My method is take an oil sample every time I change the oil and have it anaylized. My data (no idea how to upload it on here) is that after 6,500 miles of driving I can still go a little more before the oil (full synthetic Mobile 1) isn't protecting my engine adequately anymore. I'm going to drive for 7,500 miles this go-round and see what the lab says. Fact-based decision making...
 

reece146

Automotive Artist
Give us the highlights of your test? Fe, Cu, Mg, Zinc?

Service usage? Gravel roads or 100% pavement? Filtration? Was this even in a Jeep 4.0? Vintage? Mileage? You didn't say.

My data is primitive. When pulling Mobil 1 at 3000-5000 miles on my 2001 XJ it visibly looks terrible compared to pulling the oil on my 08 Civic (K20) and `13 A4 at ~7500+ miles.

Good luck.
 

M35A2

Tinkerer
Has anyone compared engine clearance specifications for engines of the same family with different viscosity recommendations for different model years?

If the same engine has the same clearances, but the recommendation changed to thinner oil, then I suppose the change is for fuel mileage.

If, on the other hand, the engines that have thinner oil also have tighter clearances, then I suppose these engines are indeed designed for thinner oil.
 

Payback

Wannabe
Give us the highlights of your test? Fe, Cu, Mg, Zinc?

Service usage? Gravel roads or 100% pavement? Filtration? Was this even in a Jeep 4.0? Vintage? Mileage? You didn't say.

My data is primitive. When pulling Mobil 1 at 3000-5000 miles on my 2001 XJ it visibly looks terrible compared to pulling the oil on my 08 Civic (K20) and `13 A4 at ~7500+ miles.

Good luck.

For whatever reason I can't seem to access the result online, and my paper copies are packed up (Just moved back from Okinawa, Japan and haven't gotten my stuff back yet). But I CAN tell you that even if I did have them, those numbers wouldn't mean anything to me. Which is exactly why I pay the $20-$30 to have a professional look over them.

After reading over my last post I think I came on a little heavy, I'm sorry if I sounded like an ************, not my intent.
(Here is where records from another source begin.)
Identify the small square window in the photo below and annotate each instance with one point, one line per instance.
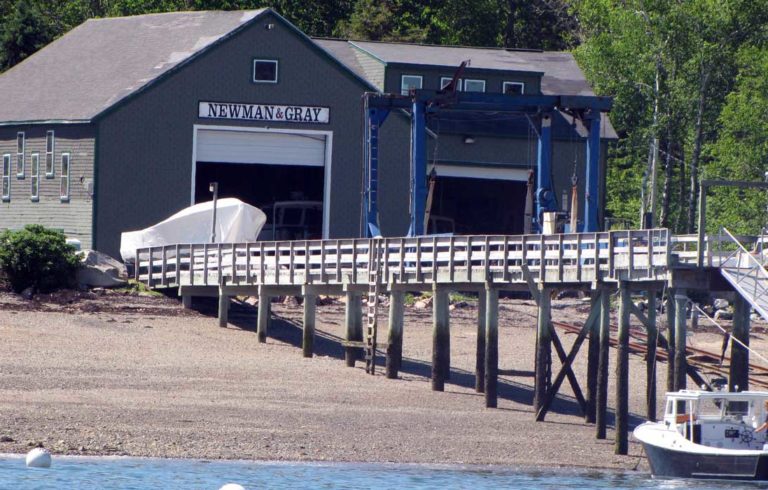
(513, 88)
(474, 85)
(410, 82)
(265, 71)
(444, 81)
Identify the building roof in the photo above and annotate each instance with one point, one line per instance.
(78, 76)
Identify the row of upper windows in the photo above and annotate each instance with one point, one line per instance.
(34, 163)
(415, 82)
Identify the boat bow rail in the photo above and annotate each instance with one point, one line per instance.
(635, 255)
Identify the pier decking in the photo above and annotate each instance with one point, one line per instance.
(647, 261)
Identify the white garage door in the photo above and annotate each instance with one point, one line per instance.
(266, 147)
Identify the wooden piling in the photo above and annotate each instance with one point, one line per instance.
(395, 333)
(681, 363)
(262, 320)
(354, 327)
(671, 340)
(480, 352)
(223, 309)
(650, 360)
(739, 370)
(491, 346)
(601, 404)
(593, 359)
(308, 330)
(622, 372)
(543, 367)
(441, 338)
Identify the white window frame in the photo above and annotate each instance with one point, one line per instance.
(444, 81)
(518, 84)
(277, 70)
(64, 182)
(34, 176)
(473, 80)
(50, 151)
(406, 91)
(6, 184)
(20, 154)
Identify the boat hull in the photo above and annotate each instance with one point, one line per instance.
(674, 463)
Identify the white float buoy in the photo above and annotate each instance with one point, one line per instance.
(39, 458)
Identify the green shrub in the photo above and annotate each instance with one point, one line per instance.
(37, 257)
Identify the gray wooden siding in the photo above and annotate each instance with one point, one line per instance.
(374, 69)
(72, 217)
(145, 145)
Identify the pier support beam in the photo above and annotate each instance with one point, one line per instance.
(650, 361)
(601, 405)
(354, 327)
(441, 339)
(671, 339)
(480, 352)
(262, 320)
(739, 371)
(593, 359)
(395, 333)
(308, 330)
(622, 371)
(223, 308)
(543, 368)
(491, 346)
(681, 364)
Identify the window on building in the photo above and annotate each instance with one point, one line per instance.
(50, 145)
(410, 82)
(444, 81)
(7, 177)
(265, 71)
(65, 168)
(34, 177)
(474, 85)
(513, 88)
(20, 144)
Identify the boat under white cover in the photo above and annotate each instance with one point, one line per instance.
(709, 435)
(236, 222)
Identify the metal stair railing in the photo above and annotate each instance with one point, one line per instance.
(748, 275)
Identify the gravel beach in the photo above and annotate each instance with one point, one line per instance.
(133, 375)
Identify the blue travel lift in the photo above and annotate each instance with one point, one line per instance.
(538, 110)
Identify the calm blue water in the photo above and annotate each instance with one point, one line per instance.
(138, 473)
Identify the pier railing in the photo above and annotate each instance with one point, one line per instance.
(561, 258)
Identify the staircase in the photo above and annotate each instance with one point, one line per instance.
(746, 273)
(373, 306)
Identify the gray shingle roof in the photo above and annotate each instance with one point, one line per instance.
(102, 61)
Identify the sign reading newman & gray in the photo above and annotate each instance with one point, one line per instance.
(264, 112)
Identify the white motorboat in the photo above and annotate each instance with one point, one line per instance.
(708, 435)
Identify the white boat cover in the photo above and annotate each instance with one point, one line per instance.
(236, 221)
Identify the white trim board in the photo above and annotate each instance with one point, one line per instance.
(327, 164)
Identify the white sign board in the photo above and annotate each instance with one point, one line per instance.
(264, 112)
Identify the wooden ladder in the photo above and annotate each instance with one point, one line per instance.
(373, 306)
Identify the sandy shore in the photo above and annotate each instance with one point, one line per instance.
(140, 376)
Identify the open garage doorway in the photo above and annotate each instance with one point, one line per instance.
(478, 206)
(284, 173)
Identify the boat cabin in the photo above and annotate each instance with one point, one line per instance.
(718, 419)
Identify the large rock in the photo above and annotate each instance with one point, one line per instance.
(100, 270)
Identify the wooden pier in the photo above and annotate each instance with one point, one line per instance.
(600, 264)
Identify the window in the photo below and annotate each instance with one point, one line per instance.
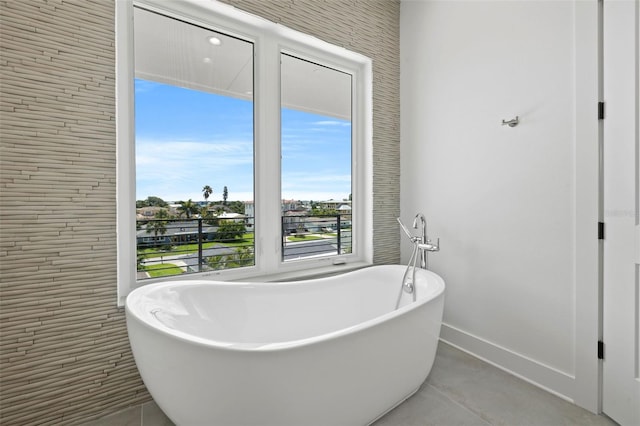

I was just trying to point out the fact that there are plenty of resources available for the common-man nowadays that give us the opportunity to be 100% sure we are protecting our engines. There's no need to waste money, time, or material when all we have to do is fill a plastic cup when we are changing the oil and mail it in. A few weeks later, boom, you've got a 1-2 paragraph explanation on how healthy your engine is and if you need to be on the lookout for anything. Doesn't get much easier than that, plus it could save you a lot of money. Both in maintenance and misc cost that come from unexpected engine failure.